A remarkable dynamical symmetry of the Landau problem

TL;DR

This paper reveals that the dynamical symmetry group of an electron in a magnetic field is the symplectomorphism group $Sp(4,\mathbb{R})$, connecting the Landau problem to conformal and hydrogen atom symmetries through advanced algebraic constructions.

Contribution

It establishes a novel connection between the Landau problem, conformal symmetries, and the hydrogen atom using symplectic and Jordan algebra frameworks.

Findings

The dynamical group of the Landau problem is $Sp(4,\mathbb{R})$.

The Landau problem's symmetry relates to the conformal group $SO(2,3)$.

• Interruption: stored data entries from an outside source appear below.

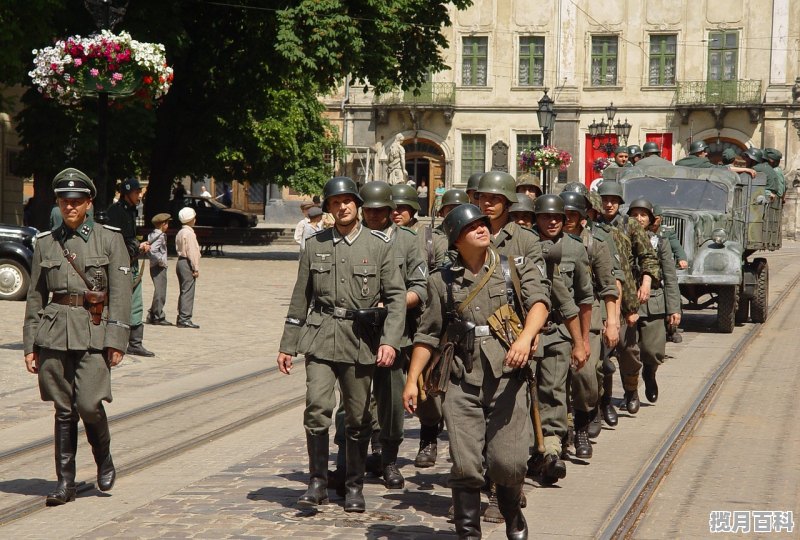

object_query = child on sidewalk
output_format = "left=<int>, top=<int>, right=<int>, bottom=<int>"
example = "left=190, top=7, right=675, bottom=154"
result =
left=146, top=213, right=172, bottom=325
left=175, top=207, right=201, bottom=328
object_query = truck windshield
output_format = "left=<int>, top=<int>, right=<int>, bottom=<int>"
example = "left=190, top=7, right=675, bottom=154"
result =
left=623, top=177, right=728, bottom=212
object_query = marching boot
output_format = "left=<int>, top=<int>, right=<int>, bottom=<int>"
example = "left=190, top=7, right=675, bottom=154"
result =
left=343, top=436, right=369, bottom=513
left=46, top=420, right=78, bottom=506
left=495, top=483, right=528, bottom=540
left=643, top=364, right=659, bottom=403
left=587, top=407, right=602, bottom=439
left=126, top=324, right=155, bottom=357
left=365, top=430, right=382, bottom=476
left=622, top=375, right=640, bottom=414
left=297, top=432, right=330, bottom=508
left=327, top=443, right=346, bottom=498
left=452, top=488, right=482, bottom=539
left=84, top=409, right=116, bottom=491
left=573, top=410, right=592, bottom=459
left=601, top=374, right=618, bottom=426
left=414, top=422, right=439, bottom=468
left=381, top=442, right=404, bottom=489
left=482, top=480, right=504, bottom=523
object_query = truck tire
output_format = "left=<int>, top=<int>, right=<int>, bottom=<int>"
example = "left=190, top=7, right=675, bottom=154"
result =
left=735, top=283, right=749, bottom=324
left=0, top=258, right=30, bottom=301
left=716, top=285, right=738, bottom=333
left=749, top=259, right=768, bottom=323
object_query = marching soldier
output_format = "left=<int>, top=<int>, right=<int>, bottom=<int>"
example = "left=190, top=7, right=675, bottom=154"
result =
left=23, top=168, right=131, bottom=506
left=651, top=205, right=686, bottom=343
left=515, top=172, right=542, bottom=201
left=508, top=197, right=535, bottom=228
left=106, top=178, right=154, bottom=357
left=466, top=172, right=484, bottom=205
left=402, top=204, right=551, bottom=540
left=439, top=189, right=470, bottom=219
left=276, top=177, right=406, bottom=513
left=627, top=199, right=681, bottom=403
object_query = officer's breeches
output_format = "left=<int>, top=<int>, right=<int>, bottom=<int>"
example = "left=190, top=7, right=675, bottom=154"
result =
left=442, top=374, right=530, bottom=489
left=572, top=331, right=601, bottom=412
left=304, top=357, right=374, bottom=443
left=538, top=340, right=571, bottom=457
left=638, top=315, right=666, bottom=368
left=37, top=348, right=112, bottom=424
left=617, top=322, right=642, bottom=387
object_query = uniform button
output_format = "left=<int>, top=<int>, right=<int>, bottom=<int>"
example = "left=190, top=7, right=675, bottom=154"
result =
left=341, top=259, right=345, bottom=263
left=340, top=278, right=345, bottom=283
left=474, top=306, right=480, bottom=311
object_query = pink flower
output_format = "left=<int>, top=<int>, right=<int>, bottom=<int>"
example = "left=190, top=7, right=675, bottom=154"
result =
left=73, top=58, right=82, bottom=67
left=90, top=68, right=99, bottom=77
left=112, top=72, right=123, bottom=81
left=96, top=83, right=104, bottom=90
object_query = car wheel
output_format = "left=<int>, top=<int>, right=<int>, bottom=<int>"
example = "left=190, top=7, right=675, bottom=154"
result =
left=0, top=258, right=30, bottom=301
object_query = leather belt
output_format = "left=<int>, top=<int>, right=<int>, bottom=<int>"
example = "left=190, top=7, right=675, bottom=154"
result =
left=50, top=292, right=85, bottom=307
left=316, top=305, right=356, bottom=320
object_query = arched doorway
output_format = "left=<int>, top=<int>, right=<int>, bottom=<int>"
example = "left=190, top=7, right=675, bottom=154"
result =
left=403, top=138, right=445, bottom=217
left=704, top=137, right=746, bottom=165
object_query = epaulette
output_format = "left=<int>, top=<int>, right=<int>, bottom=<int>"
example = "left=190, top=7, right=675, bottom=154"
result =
left=370, top=229, right=391, bottom=243
left=102, top=224, right=121, bottom=232
left=399, top=225, right=417, bottom=236
left=567, top=232, right=583, bottom=242
left=35, top=230, right=53, bottom=239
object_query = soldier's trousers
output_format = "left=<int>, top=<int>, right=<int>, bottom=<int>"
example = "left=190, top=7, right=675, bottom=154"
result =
left=443, top=373, right=530, bottom=489
left=416, top=392, right=443, bottom=432
left=638, top=315, right=666, bottom=369
left=176, top=259, right=196, bottom=324
left=148, top=264, right=168, bottom=321
left=131, top=263, right=144, bottom=327
left=304, top=357, right=374, bottom=446
left=572, top=330, right=601, bottom=413
left=38, top=348, right=112, bottom=424
left=618, top=321, right=642, bottom=391
left=537, top=340, right=571, bottom=458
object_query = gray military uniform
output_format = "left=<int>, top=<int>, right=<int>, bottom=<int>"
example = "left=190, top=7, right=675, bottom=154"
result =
left=638, top=233, right=681, bottom=368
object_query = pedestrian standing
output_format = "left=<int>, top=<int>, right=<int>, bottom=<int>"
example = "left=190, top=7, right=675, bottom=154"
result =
left=23, top=168, right=131, bottom=506
left=146, top=213, right=172, bottom=326
left=300, top=206, right=324, bottom=251
left=293, top=201, right=316, bottom=247
left=175, top=207, right=201, bottom=329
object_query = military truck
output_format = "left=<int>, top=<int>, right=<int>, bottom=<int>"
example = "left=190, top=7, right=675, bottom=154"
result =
left=603, top=164, right=781, bottom=332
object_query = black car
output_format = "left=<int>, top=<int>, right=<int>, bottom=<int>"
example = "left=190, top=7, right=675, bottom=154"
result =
left=0, top=224, right=37, bottom=301
left=174, top=196, right=259, bottom=228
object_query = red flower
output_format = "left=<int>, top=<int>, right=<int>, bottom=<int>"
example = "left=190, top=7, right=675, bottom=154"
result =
left=143, top=75, right=153, bottom=85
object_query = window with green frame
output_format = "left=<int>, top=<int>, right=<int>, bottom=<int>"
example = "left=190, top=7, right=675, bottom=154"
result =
left=516, top=134, right=542, bottom=156
left=591, top=36, right=618, bottom=86
left=708, top=31, right=738, bottom=81
left=649, top=34, right=676, bottom=86
left=461, top=135, right=486, bottom=183
left=519, top=36, right=545, bottom=86
left=462, top=36, right=488, bottom=86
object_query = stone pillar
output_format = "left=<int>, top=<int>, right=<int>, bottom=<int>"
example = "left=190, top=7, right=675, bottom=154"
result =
left=782, top=186, right=798, bottom=241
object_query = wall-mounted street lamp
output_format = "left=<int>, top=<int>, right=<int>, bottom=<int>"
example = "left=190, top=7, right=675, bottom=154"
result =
left=588, top=102, right=631, bottom=157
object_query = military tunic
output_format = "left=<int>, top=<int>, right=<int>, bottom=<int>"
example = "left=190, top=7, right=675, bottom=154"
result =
left=414, top=249, right=550, bottom=489
left=279, top=223, right=406, bottom=441
left=106, top=198, right=144, bottom=326
left=754, top=162, right=781, bottom=198
left=23, top=221, right=131, bottom=423
left=638, top=234, right=681, bottom=369
left=658, top=227, right=687, bottom=265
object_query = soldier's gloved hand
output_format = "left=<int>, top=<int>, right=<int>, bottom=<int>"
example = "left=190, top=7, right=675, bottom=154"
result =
left=24, top=352, right=39, bottom=374
left=277, top=352, right=293, bottom=374
left=106, top=348, right=124, bottom=367
left=376, top=344, right=396, bottom=367
left=402, top=382, right=418, bottom=414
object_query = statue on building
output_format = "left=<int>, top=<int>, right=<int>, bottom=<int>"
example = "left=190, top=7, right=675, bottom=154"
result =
left=793, top=77, right=800, bottom=103
left=387, top=133, right=407, bottom=185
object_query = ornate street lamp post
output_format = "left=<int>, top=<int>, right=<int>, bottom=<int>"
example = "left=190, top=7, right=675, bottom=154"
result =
left=537, top=90, right=556, bottom=192
left=588, top=102, right=632, bottom=157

A duality between the 2D hydrogen atom and the Landau problem is explained.

Abstract

We show that the dynamical group of an electron in a constant magnetic field is the group of symplectomorphisms $Sp(4,\mathbb{R})$. It is generated by the spinorial realization of the conformal algebra $\mathfrak{so}(2,3)$ considered in Dirac's seminal paper "A Remarkable Representation of the 3 + 2 de Sitter Group". The symplectic group $Sp(4,\mathbb{R})$ is the double covering of the conformal group $SO(2,3)$ of 2+1 dimensional Minkowski spacetime which is in turn the dynamical group of a hydrogen atom in 2 space dimensions. The Newton-Hooke duality between the 2D hydrogen atom and the Landau problem is explained via the Tits-Kantor-Koecher construction of the conformal symmetries of the Jordan algebra of real symmetric $2 \times 2$ matrices. The connection between the Landau problem and the 3D hydrogen atom is elucidated by the reduction of a Dirac spinor to a Majorana one in the Kustaanheimo-Stiefel spinorial regularization.